妊娠中には,非妊娠時の1000~1万倍のエストロゲン(エストロン,エストラジオール,エストリオール)が胎盤で産生される。このうち,エストリオールが最も多い。胎盤で合成されるエストリオールの基質は,胎児副腎から供給される副腎性アンドロゲンである。このため,エストリオールは胎児副腎機能を反映した指標となる。母体尿中エストリオールは胎児胎盤機能の低下で低値,胎児死亡ではほぼ0となる。胎児機能低下が疑われる症例のモニタリングや,過期妊娠時の胎児機能のスクリーニングに盛んに用いられた。

(2)血中hPL

ヒト胎盤性ラクトーゲン(human placental lactogen:hPL)は,胎盤の合胞体細胞で産生され母体血中に放出される蛋白性ホルモンである。合胞体細胞当たりの発現量は一定で,総産生量が絨毛組織量に比例することから,胎児・胎盤重量の指標として頻用された。hPLは大量(1mg/日)に産生され,妊娠中の糖代謝・胎児成長に重要な役割を担っている。
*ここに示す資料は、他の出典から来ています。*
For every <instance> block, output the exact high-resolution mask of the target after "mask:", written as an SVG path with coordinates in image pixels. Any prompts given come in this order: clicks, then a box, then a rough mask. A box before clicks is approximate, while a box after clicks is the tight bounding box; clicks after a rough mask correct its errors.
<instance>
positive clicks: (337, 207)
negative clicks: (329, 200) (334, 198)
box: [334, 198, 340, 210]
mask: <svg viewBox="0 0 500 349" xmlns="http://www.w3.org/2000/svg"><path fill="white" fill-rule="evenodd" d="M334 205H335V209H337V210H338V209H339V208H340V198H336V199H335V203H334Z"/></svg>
母体の脂肪・グリコーゲンの分解を促進し,遊離脂肪酸・糖を増加させて,胎児および母体にエネルギーを供給する。また,インスリンに拮抗してアミノ酸濃度を上昇させ,胎児の蛋白合成を促進する。

母体血中濃度は,妊娠中を通じてほぼ直線的に増加する。胎児発育制限で低下し,胎児水腫など慢性的な低酸素状態で増加する。急性の低酸素虚血イベントでは変化しない。